PJD: I think we all have causes or charities that just make a connection with us or we feel strongly about. The Trussell Trust is a national foodbank charity in the UK, which helps set-up and run foodbanks right across the country. Without wanting to clamber onto a soapbox more than a million people used foodbanks in 2014 in a country with the sixth largest economy in the world. You have hard-working people and families not able to afford a basic staple like food so I wanted to raise awareness and hopefully some funds for that cause. The book launched a week before Christmas for a reason, because that time of year is traditionally when you come together with loved ones to celebrate and over-indulge, but the reality for a lot of people is radically different.

  • BB: We have to ask: how will Norwich City do this season?!

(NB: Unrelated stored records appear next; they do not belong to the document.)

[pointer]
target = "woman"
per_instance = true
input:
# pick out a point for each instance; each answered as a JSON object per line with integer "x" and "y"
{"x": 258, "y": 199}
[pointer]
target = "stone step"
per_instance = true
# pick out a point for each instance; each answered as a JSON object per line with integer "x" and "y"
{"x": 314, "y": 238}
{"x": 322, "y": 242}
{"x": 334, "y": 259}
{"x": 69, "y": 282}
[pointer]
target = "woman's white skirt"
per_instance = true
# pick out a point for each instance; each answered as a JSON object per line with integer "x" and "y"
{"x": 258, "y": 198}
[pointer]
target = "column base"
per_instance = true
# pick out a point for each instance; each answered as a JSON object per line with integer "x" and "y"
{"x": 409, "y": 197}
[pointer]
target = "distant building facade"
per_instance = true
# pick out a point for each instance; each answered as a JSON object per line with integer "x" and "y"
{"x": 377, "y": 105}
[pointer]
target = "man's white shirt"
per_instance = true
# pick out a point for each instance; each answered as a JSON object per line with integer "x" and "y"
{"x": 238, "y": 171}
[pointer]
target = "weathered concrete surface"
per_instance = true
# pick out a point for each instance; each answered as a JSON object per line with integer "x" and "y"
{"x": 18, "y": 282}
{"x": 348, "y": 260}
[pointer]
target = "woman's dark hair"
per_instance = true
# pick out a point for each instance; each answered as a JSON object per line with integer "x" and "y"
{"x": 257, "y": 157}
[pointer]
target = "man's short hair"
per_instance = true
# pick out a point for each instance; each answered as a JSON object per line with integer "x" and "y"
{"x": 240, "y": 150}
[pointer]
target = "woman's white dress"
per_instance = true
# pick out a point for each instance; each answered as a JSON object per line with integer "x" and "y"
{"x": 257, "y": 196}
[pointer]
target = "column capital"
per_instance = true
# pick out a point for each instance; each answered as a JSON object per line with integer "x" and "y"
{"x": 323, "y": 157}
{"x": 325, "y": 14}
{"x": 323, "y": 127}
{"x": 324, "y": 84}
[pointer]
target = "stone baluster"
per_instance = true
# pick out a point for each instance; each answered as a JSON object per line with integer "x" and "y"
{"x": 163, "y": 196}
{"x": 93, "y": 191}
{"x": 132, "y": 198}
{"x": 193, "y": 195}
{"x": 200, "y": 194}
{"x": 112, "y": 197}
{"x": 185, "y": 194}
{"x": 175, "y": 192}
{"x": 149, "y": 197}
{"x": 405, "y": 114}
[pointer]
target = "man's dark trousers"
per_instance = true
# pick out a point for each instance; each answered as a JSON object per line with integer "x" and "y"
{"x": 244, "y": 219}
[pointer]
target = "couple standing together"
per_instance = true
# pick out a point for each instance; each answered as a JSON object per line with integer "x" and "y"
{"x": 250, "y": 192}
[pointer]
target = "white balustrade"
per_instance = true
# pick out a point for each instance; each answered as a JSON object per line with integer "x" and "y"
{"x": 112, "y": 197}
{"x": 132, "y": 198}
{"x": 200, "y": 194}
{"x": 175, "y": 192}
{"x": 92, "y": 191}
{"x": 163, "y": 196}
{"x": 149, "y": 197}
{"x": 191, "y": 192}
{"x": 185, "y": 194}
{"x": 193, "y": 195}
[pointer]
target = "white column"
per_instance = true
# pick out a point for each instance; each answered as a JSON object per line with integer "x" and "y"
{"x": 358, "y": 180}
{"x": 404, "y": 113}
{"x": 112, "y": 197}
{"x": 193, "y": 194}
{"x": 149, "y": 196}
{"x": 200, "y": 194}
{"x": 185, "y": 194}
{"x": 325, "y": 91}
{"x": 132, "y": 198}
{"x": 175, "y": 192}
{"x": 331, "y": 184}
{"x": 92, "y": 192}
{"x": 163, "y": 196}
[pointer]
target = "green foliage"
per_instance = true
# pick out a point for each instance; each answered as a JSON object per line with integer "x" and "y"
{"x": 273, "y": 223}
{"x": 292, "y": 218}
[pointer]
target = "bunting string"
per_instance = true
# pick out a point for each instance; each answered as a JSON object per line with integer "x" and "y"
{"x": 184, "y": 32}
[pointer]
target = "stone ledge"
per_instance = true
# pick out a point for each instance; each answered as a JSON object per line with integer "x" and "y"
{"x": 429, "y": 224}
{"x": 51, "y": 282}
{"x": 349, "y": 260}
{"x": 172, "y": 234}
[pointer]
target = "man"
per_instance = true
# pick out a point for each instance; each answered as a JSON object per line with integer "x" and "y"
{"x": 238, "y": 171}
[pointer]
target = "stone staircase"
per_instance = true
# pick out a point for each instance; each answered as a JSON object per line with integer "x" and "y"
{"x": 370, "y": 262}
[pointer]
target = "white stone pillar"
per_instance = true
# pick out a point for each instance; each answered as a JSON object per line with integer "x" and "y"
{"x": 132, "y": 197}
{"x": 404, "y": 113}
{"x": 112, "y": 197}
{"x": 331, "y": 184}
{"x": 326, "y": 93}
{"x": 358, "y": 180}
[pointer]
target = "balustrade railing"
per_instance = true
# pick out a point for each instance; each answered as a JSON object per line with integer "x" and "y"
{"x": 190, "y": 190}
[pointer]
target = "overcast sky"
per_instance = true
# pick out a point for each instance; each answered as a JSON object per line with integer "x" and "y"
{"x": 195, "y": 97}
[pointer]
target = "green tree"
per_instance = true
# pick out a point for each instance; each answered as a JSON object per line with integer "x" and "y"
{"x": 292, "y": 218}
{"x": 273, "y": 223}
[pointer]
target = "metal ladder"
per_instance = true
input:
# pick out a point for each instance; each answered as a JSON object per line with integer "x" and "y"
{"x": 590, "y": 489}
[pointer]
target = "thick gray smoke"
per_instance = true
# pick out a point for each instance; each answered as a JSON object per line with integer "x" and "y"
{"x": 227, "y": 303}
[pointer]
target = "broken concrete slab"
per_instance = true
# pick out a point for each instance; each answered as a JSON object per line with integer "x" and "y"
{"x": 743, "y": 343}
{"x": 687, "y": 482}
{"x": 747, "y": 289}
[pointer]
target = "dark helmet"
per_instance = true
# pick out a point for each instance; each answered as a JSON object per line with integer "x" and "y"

PJD: Ha. Better than last season when they were relegated! My growing string of incorrect match predictions this season should tell you I have not yet perfected the act of crystal-ball gazing. They recently changed manager, which usually triggers a positive response. At present they are just hovering on the fringes of the promotion race in the Championship in England as they look to get back to the Premier League at the first attempt. I would expect them to have enough quality in their squad to make the play-offs, but then it is about who is peaking at the right time, who is in form and who has the most luck. One thing you learn with covering Norwich City is that life is never dull.

  • BB: What's next for P J Davitt?

PJD: I mentioned it earlier but I want to try and publish the second book in the Dave Shaw series by the end of 2015. The initial feedback has been really positive. This whole process is completely new to me as One Shot at Glory is my first novel so I am really learning on the job - not just about writing a novel but everything that goes with it. For now, I am trying to get the message out there and market the novel to as wide an audience as possible.

  • BB: We wish you the best of luck, Paddy and thank you for taking the time to chat to us.